Celui-ci s’empressa avec Thorez et Daladier de célébrer le 14 juillet 1936 sous une large banderole avec l’inscription suivante : « Pour le désarmement…. Vive Jaurès ». La signification  des événements survenus en Allemagne lui ayant complètement échappé, 3 ans  après l’accession de Hiltler au pouvoir, Léon Blum était monté à la tribune de l’Assemblée  nationale  pour déclarer : « Contre ce danger (le nazisme), je défie quelqu’un d’entre vous de trouver d’autre parade sûre, d’autre moyen de garantie possible  que le désarmement  de l’Allemagne, accepté volontairement par elle ou qui lui serait imposé par l’accord unanime de toutes  les autres puissances ».
14 juillet 1936
Difficile de faire preuve de plus de naïveté, d’ignorance, voire de sottise et de mieux encourager Hitler à réaliser son programme. Triste bilan du Front populaire : baisse de 5 % de la production française, celle de l’Allemagne augmentant de 17,3 %, le nombre des chômeurs passe, en France, de 400.000 à 850.000, l’industrie en général, et celle d’armement en particulier, est désorganisée, les accords de Matignon établissent la semaine de 40 heures
(60 heures outre-Rhin) et les congés payés, incontestables avantages sociaux dont il faudra que les Français paient le prix par la défaite et l’occupation. Ils n’allaient pas être les seuls à souffrir des ambitions allemandes. Le 14 mars 1938 Léon Blum, à nouveau Premier ministre, assurait l’ambassadeur de Tchécoslovaquie à Paris, solennellement, que la France remplirait ses  engagements  envers son pays. (Selon la Convention signée en 1937 prévoyant l’envoi d’une force aérienne «s’il était porté atteinte à l’ordre établi par les traités »).

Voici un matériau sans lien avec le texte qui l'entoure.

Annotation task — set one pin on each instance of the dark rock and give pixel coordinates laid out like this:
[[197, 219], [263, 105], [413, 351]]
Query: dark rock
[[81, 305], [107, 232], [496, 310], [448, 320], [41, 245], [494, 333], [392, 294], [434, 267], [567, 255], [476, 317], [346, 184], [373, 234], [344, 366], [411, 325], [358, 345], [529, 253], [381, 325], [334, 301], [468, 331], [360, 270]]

En février 1939 Hitler occupera la Tchécoslovaquie. La France s’en tiendra au constat, reniant ses engagements. Entre temps avaient été signés les  accords de Munich (fin septembre 1938) si bien que Daladier avait pu regagner Paris en déclarant : « Je reviens de Munich avec la conviction profonde que cet accord est indispensable à la paix en Europe ». Et la population française  d’applaudir. De souscrire  à la démagogie  des dirigeants  qu’elle s’était donnés, et qui, pour lui plaire, affirmaient n’importe quoi.
De gauche à droite: Chamberlain, Mussolini, un interprète, Hitler et Daladier .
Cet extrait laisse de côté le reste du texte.